How can I use nullfs inside a jail? Thats my fstab entry for the jail. It mounts the specific blog domain to the Wordpress jail.

```
/usr/home/someuser/www/blog.some-domain.com    /iocage/jails/www-wordpress/root/usr/home/someuser/www/blog.some-domain.com
```


```
"allow_mount": "0",
    "allow_mount_nullfs": "0",
    "enforce_statfs": "2",
```
both allow must be 1? and enforce_statfs less 2? But inside the jail there is not /etc/fstab?


inside the wordpress jail I have to use nullfs with union to mount the Wordpress directory and allow the user to (over)write files for own settings. something like this... https://arrowd.name/posts/2016-10-20-sharing-wordpress.html


```
/iocage/jails/www-wordpress/root/
```
 Needs a lot of characters. I've got the http://iocage.readthedocs.io/en/latest/known-issues.html#character-mount-path-limitation limitation problem.

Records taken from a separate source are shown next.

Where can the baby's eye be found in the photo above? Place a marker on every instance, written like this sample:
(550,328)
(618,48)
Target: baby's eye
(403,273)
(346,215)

Is there a solution for a fstab inside the jail?


Thanks
Steffen


----------



## Snurg (Feb 6, 2018)

Best way would be to make the actual directory paths short and use (symbolic) links.
This way you can shorten this "/iocage/jails/www-wordpress/root/usr/home/" to a few chars.
As you said correctly, FreeBSD 12 removes that limit. When this comes, you can rid the links.

And yes, you need the jail settings you listed if you want to allow mounting from inside the jail. I won't recommend that due to the frequent security holes of WP, though. And read jail.conf() for the correct syntax, that one you showed is wrong, " ,= true/false.


----------



## hoppel (Feb 6, 2018)

Thank u you. The config between iocage and jail.conf has a bit of syntax diffs. iocage is in json format.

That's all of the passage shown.